Singapore Environment Council executive director Jose Raymond suggested the committee find out which industries are the biggest generators of food waste and reward them for cutting down, or conduct surprise audits.
The inter-ministry committee was announced last week by Minister of State for Trade and Industry and National Development Lee Yi Shyan, who said that with Singapore’s reliance on food imports, the Republic needs to look at how to secure its food supply.
He did not have more details.
There could be better food redistribution and recycling, Dr Kua said, such as through food banks and other community efforts.
Technology, too, could help nudge people into throwing away less: Last year, a South Korean pilot programme used radio-frequency identification chips to weigh bags of food waste and charge customers by how much they threw away. It cut food waste by 25 per cent.
Singapore generated 675,500 tons of food waste, or 10 per cent of its overall waste by weight, last year. The bulk of that was incinerated rather than recycled for biogas or fertiliser. Contamination is one reason.
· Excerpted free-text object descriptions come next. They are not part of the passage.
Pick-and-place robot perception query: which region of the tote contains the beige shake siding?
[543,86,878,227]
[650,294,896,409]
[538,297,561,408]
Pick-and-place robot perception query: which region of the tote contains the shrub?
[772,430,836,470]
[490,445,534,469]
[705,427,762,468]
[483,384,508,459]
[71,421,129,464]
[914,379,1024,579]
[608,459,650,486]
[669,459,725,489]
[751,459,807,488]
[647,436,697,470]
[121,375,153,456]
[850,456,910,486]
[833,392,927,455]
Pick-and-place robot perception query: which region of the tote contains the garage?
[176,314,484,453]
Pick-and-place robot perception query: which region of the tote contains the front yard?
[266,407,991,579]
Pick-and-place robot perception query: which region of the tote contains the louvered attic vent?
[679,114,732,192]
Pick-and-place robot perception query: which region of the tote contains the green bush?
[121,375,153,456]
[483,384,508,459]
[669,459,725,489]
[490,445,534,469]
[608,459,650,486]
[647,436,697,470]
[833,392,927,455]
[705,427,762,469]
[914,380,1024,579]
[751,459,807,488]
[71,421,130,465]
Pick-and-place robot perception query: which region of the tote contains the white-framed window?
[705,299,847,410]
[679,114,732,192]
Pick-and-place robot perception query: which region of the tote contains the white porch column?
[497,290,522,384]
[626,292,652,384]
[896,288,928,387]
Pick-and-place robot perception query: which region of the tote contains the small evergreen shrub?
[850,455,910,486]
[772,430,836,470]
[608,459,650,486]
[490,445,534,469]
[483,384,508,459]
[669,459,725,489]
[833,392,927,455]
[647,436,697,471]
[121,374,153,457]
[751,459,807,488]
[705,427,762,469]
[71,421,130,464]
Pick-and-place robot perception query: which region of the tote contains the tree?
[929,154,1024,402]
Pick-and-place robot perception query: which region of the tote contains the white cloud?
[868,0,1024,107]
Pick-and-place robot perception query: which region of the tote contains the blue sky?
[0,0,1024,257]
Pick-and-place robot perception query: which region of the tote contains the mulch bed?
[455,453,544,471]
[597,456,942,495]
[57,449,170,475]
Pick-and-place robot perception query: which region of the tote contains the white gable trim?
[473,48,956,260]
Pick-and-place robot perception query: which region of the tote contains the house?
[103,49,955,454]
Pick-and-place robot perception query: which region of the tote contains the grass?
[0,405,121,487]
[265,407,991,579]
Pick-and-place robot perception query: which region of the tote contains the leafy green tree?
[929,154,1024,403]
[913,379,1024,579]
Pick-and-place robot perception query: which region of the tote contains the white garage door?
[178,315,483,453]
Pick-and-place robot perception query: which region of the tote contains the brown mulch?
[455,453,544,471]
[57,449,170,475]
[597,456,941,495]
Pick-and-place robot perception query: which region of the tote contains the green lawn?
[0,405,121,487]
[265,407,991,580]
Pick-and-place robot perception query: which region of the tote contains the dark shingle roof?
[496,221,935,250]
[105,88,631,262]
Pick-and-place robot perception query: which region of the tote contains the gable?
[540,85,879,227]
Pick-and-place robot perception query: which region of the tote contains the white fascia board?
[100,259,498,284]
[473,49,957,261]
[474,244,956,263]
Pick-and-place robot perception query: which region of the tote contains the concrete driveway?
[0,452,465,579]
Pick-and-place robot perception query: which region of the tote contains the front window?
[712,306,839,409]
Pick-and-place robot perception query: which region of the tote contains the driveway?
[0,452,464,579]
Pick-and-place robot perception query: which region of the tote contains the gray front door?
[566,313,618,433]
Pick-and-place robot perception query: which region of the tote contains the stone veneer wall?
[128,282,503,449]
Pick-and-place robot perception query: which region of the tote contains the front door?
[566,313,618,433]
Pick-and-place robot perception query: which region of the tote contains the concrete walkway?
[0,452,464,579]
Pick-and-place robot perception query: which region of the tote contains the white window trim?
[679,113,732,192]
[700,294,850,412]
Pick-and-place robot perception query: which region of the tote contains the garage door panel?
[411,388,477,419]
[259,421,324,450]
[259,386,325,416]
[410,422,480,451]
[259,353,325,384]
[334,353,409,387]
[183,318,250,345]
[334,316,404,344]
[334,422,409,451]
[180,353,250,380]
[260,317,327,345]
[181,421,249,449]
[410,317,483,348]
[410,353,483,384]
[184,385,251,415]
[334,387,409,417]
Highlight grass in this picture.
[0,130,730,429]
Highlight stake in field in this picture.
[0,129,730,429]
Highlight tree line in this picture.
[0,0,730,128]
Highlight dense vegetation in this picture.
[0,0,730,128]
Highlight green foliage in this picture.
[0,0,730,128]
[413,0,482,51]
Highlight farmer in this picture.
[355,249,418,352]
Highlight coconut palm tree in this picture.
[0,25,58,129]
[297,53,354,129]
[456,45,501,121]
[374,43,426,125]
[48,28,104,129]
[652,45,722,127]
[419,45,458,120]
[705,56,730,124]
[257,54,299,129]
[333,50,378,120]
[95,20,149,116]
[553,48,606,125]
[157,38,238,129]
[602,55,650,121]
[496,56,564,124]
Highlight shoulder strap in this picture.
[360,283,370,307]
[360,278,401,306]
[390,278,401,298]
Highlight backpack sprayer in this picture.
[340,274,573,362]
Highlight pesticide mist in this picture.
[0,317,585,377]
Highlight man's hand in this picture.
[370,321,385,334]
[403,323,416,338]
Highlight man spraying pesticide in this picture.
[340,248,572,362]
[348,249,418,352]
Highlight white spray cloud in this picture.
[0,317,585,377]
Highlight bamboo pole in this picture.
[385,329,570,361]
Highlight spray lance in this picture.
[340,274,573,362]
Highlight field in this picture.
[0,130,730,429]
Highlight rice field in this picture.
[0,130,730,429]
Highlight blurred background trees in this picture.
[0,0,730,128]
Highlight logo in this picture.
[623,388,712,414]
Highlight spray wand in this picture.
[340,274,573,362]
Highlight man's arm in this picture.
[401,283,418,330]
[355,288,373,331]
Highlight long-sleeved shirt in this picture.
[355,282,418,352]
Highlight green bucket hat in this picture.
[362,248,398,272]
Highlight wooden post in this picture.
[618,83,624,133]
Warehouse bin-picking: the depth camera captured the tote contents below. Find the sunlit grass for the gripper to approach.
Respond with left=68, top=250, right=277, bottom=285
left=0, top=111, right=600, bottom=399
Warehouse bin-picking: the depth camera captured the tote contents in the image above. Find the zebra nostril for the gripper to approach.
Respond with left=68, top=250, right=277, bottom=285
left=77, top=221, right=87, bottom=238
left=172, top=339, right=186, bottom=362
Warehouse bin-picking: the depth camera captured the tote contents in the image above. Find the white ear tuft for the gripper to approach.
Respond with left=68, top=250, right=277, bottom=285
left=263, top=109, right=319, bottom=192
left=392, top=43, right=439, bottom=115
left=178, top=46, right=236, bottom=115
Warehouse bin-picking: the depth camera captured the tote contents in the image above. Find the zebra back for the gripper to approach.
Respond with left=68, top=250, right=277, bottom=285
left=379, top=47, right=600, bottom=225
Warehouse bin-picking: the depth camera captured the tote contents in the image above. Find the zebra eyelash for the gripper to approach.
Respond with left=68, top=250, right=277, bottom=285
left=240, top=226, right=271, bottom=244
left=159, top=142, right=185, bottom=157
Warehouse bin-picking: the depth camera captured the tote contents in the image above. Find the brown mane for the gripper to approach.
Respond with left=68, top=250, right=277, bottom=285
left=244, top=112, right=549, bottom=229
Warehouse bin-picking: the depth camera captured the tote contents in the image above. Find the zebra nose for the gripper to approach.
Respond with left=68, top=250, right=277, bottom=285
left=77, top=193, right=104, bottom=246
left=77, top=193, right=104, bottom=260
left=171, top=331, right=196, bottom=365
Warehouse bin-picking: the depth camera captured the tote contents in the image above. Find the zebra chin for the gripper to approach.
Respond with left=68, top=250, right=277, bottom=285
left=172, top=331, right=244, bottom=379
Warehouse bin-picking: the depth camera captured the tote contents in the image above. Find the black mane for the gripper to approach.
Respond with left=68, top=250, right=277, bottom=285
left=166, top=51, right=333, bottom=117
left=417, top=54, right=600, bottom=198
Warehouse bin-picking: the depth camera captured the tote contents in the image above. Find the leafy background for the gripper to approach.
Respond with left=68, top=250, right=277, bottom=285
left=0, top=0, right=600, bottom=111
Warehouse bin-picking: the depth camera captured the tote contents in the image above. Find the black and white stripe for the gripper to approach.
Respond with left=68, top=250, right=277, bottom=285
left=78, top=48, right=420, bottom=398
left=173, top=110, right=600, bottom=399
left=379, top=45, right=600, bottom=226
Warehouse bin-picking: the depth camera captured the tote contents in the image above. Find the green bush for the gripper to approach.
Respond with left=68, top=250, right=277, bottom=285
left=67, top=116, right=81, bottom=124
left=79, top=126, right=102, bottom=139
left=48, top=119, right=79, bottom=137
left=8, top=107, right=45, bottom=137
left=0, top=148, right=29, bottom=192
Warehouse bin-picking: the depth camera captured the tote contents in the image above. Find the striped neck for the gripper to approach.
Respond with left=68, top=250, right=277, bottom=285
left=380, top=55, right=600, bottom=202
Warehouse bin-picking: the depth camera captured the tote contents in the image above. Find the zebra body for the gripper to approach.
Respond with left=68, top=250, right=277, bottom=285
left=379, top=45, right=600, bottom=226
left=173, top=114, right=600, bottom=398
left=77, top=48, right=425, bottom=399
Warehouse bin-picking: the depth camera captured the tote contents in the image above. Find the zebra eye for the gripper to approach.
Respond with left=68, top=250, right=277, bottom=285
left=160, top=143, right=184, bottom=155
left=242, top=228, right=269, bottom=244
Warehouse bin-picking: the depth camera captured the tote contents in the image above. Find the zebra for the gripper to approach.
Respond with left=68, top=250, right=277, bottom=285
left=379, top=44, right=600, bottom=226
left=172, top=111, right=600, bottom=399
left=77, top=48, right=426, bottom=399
Nanyang Technological University’s business school associate professor Josephine Lang, who has written on food waste management here, pointed out that in food courts, there is a need to separate food waste from other materials such as styrofoam plates and plastic utensils before it can be recycled.
In 2010, the National Environment Agency studied the costs and benefits of food waste recycling, and found that waste collection and processing at a centralised food-waste facility were not cost-effective.
But, a spokesman said: ‘These costs could decrease with economies of scale, better technologies, more efficient operation and improved waste segregation.’ On-site food-waste composting machines are one way to get around high collection and processing costs, and are used at some premises like hotels.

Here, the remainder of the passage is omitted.